Remember to

Aggregation

  • Aggregation lets us combine rows into groups based on their values and calculate combined values for each group.
SELECT AVG(weight)
FROM surveys;
  • Other aggregation functions include MIN, MAX, SUM, and COUNT.
SELECT MIN(weight), MAX(weight), AVG(weight)
FROM surveys;
  • We can use GROUP BY to calculate these values for different groups.
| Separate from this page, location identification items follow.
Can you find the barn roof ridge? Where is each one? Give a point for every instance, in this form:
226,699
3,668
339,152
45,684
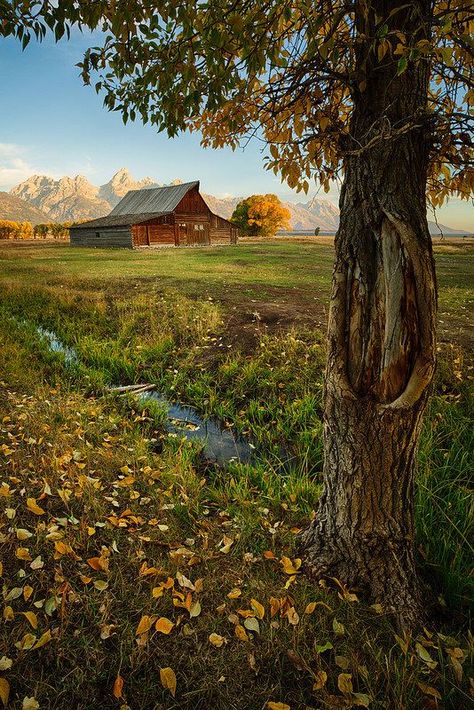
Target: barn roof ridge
155,199
192,183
For example, to get the min, max, and average weight for each species.
SELECT species_id, MIN(weight), MAX(weight), AVG(weight)
FROM surveys
GROUP BY species_id;
  • We can group by multiple columns as well.
SELECT species_id, plot_id, MIN(weight), MAX(weight), AVG(weight)
FROM surveys
GROUP BY species_id, plot_id;
  • Aggregation functions remove null values from the calculations.
  • To count the number of individuals identified to species
SELECT species_id, plot_id, COUNT(species_id)
FROM surveys;
  • To count the number of individuals trapped use
SELECT species_id, plot_id, COUNT(*)
FROM surveys;
  • Using * counts any row with at least one non-null value
  • We can name aggregated columns using as
SELECT species_id, plot_id, COUNT(*) as count
FROM surveys;

Do Exercise 7 - COUNT.

Filtering after aggregation

  • To filter by an outcome of an aggregation use HAVING
SELECT species_id, plot_id, MIN(weight), MAX(weight), AVG(weight)
FROM surveys
GROUP BY species_id, plot_id
HAVING MIN(weight) IS NOT NULL;
  • This works after aggregation, whereas WHERE works before aggregation
SELECT species_id, plot_id, MIN(weight), MAX(weight), AVG(weight)
FROM surveys
WHERE weight > 10
GROUP BY species_id, plot_id
HAVING MIN(weight) IS NOT NULL;

Only use grouped or aggregated fields in SELECT

  • When using GROUP BY only fields that are in the GROUP BY clause or aggregated fields should be used in the SELECT
SELECT species_id, plot_id, MIN(weight), MAX(weight), AVG(weight)
FROM surveys
WHERE weight IS NOT NULL
GROUP BY species_id, plot_id;
  • Using fields that aren’t grouped or aggregated give counter intuitive results.
SELECT species_id, plot_id, MIN(weight), MAX(weight), AVG(weight)
FROM surveys
WHERE weight IS NOT NULL
GROUP BY species_id;